From the surfaces of the photosensitive drums 25 after the toner image transfer process is finished, the remaining toner, paper particles and the like are eliminated by the cleaning devices 28, thus getting ready for the next image forming process. The cleaning device 28 has a cleaning blade 28a. This cleaning blade 28a eliminates the remaining toner, paper particles and the like from the surface of the photosensitive drum 25. From the surface of the intermediate transfer belt 35 after the toner image transfer process is finished, the remaining toner, paper particles and the like are eliminated by a cleaning device 61, as shown in FIG. 3, thus getting ready for the next image forming process. The cleaning device 61 has a cleaning brush 62 and a cleaning blade 63. These cleaning brush 62 and cleaning blade 63 eliminate the remaining toner, paper particles and the like from the surface of the intermediate transfer belt 35.

FIG. 5 shows the scanner 2 as an image reading device that is singly installed.

This scanner 2 has the same construction as the scanner 9 of the color multifunction machine 3. However, the image processing device 13 is installed within the scanner 2.

The image data processing device according to an aspect of the invention is an image data processing device for performing predetermined processing to inputted image data including plural pages. The device includes: an image identifying unit that identifies a common image that is common to each page and a non-common image that differs from page to page on the basis of the inputted image data including plural pages; and a file generating unit that generates separate files of the common image that is common to each page and the non-common image differing from page to page, identified by the image identifying unit.

In this embodiment, the image identifying unit includes: a common image recognizing unit that recognizes a common image that is common to each page on the basis of the inputted image data including plural pages; a common image extracting unit that extracts the common image recognized by the common image recognizing unit from the inputted image data of each page; and a common image removing unit that removes the common image extracted by the common image extracting unit from the inputted image data of each page and thus acquires a non-common image that differs from page to page.

Moreover, in this embodiment, the common image recognizing unit detects a recognition marker for alignment appended to the inputted image data of each page and adjusts the position of the inputted image data of each page on the basis of the result of the detection of the recognition marker.

Also, in this embodiment, the common image recognizing unit performs bit expansion processing to the inputted image data of each page and thus recognizes a common image.

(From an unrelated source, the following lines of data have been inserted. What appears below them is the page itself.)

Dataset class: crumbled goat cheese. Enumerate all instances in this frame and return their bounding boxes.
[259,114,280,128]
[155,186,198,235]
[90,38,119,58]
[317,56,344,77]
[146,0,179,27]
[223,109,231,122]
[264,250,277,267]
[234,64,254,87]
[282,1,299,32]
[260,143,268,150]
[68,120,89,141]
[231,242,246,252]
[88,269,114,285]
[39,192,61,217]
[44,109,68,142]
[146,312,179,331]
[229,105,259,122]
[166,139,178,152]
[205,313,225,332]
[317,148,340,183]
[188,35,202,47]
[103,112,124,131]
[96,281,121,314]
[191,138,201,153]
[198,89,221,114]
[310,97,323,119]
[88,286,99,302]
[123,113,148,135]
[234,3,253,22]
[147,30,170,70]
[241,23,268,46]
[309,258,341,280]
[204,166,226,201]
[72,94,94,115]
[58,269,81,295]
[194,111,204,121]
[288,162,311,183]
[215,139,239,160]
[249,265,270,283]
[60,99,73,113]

Moreover, in this embodiment, the common image recognizing unit recognizes a common image that is common to image data of an n-th page and an (n+1)th page, of the inputted image data of each page, then recognizes a common image that is common to the result of the recognition and image data of an (n+2)th page, and similarly recognizes a common image that is common to the result of the recognition up to a previous page and image data of a current page.

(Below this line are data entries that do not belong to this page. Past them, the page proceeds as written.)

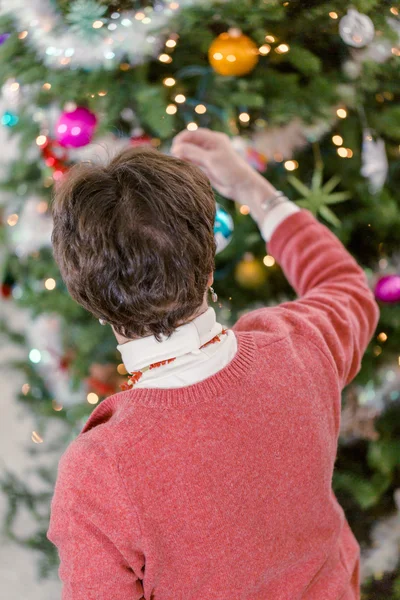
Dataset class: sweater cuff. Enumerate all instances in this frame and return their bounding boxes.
[266,208,316,257]
[260,201,301,242]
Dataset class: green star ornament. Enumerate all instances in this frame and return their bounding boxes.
[288,167,351,227]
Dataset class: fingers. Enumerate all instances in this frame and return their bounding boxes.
[172,127,227,149]
[171,141,211,169]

In this embodiment, the image data processing device also includes: a separating unit that separates the common image and the non-common image identified by the image identifying unit into a text part and an image part; and a slicing unit that slices out at least one rectangular part of the text part separated by the separating unit. The rectangular part sliced out by the slicing unit is managed on the basis of the number of pages, position information of the recognition marker and length information in x- and y-directions representing the rectangular part.

Moreover, in this embodiment, character recognition of the text image of the rectangular part sliced out by the slicing unit is performed by using character recognition software and the recognized character image data is converted to a character code.

In this embodiment, the image data processing device also includes a selecting unit that selects whether to generate the image of the rectangular part sliced out by the slicing unit, as bit map data or as a character code.

For example, an image data processing device 100 according to this embodiment is arranged as it is incorporated as a part of the image processing device 13, within the color multifunction machine 3 as an image output device, as shown in FIG. 3. This image data processing device 100 may also be constructed by installing software for image data processing in the personal computer 5 or the like. Moreover, the image data processing device 100 may also be arranged as it is incorporated as a part of the image processing device 13, within the scanner 2 as an image reading device, as shown in FIG. 5.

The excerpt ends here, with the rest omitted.